Так вот: никакой авангардности, никаких экспериментов в «Романе одной жизни» нет и в помине. И даже никакой парадоксальности.
Есть добротное, реалистичное повествование о собственном прошлом. Во вполне хронологическом порядке. Хотя действительно в отдельных главах, которые доселе были разрозненными, писались в разное время и публиковались в разных изданиях, адресуясь к разным аудиториям. Теперь все главы собраны вместе и распределены по трем разделам. Первый – о том, что традиционно относится к области личного: о детстве, родителях, наставниках, о снах и страхах, о дружбе, влюбленностях и любви. Второй и третий – о поэтах и филологах: о встречах с ними, а иногда и о дружбе, которая, например, связывала автора с Давидом Самойловым.
Словом – о персональных способах уживаться со временем и извлекать из него смыслы.
Однако надо отдать должное аннотации: все остальное – правда.
Профессор Смоленского педагогического университета Вадим Баевский – в самом деле классик отечественного стиховедения. Он одним из первых начал применять в науке о стихе точные методы и, кстати, написал о них большую синтезирующую работу, изданную семь лет назад «Языками славянской культуры». Он – автор «Истории русской поэзии» с 1730 по 1980 год, учебника истории русской литературы ХХ века, первой и единственной книги о Давиде Самойлове (1986), комментатор и толкователь Пастернака, с которым, кстати, он тоже был знаком.
Время Баевскому досталось тяжкое и страшное, о чем он пишет со всей возможной жесткостью. Отнюдь не склонный к идеализациям, он тем не менее совершенно чужд (по крайней мере на уровне публично предъявленного текста) надрывам и трагизму. Человек конструктивный и устойчивый, он, похоже, всегда жил так, как ему хотелось.

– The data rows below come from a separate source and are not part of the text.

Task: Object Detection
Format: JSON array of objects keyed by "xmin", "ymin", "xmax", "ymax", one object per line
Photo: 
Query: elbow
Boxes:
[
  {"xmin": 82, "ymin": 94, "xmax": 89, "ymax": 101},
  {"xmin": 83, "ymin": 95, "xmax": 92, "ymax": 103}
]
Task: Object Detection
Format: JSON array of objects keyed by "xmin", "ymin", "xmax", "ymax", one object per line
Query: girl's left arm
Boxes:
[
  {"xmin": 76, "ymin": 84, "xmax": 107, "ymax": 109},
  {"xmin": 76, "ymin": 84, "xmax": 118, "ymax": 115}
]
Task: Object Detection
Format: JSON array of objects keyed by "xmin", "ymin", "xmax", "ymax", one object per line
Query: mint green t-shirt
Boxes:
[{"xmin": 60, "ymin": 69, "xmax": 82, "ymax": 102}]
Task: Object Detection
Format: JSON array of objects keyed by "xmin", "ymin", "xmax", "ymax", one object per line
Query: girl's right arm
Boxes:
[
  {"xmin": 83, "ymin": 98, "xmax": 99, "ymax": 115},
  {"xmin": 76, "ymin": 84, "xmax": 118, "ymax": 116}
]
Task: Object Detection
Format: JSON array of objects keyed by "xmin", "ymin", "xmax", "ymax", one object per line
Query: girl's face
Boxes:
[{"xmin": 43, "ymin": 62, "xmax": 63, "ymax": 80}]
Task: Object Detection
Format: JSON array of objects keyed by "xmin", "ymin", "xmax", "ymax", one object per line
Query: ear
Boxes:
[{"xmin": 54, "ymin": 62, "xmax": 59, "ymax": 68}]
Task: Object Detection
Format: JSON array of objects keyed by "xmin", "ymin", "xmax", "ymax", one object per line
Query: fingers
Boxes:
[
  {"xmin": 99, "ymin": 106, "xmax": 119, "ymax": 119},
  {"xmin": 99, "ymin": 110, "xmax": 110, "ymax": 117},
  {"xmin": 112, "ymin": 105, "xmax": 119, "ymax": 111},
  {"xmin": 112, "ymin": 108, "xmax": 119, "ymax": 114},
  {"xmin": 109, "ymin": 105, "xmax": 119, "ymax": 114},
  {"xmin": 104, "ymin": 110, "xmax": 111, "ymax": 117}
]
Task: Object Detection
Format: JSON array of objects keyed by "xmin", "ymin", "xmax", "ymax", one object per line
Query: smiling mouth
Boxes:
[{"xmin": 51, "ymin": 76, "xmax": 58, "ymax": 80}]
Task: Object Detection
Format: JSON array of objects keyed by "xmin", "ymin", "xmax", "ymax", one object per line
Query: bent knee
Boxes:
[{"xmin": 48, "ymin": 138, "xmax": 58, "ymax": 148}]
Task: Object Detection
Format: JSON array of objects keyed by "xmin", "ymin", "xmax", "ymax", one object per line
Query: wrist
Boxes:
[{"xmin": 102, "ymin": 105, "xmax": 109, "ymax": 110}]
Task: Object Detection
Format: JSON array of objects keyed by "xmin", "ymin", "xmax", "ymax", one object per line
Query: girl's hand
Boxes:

Он, кажется, не столько противостоял своему времени, сколько упорно и терпеливо устраивал в нем собственное смысловое жилище. Всегда: и в ашхабадской эвакуации в детстве, когда с двумя – на всю жизнь оставшимися – друзьями придумывал республику ШАД; и в послевоенной юности, когда голодал едва ли не до обмороков, но все равно находил деньги и силы ходить в театры и на концерты – и запасся «светоносным пластом» опять-таки на всю жизнь; и потом, взрослым, когда связывал в своей работе то, что было важно лично для него: точное мышление шахматиста и логика – и русскую литературу.
По существу, это книга о человеческой цельности. А пожалуй, даже и о счастье.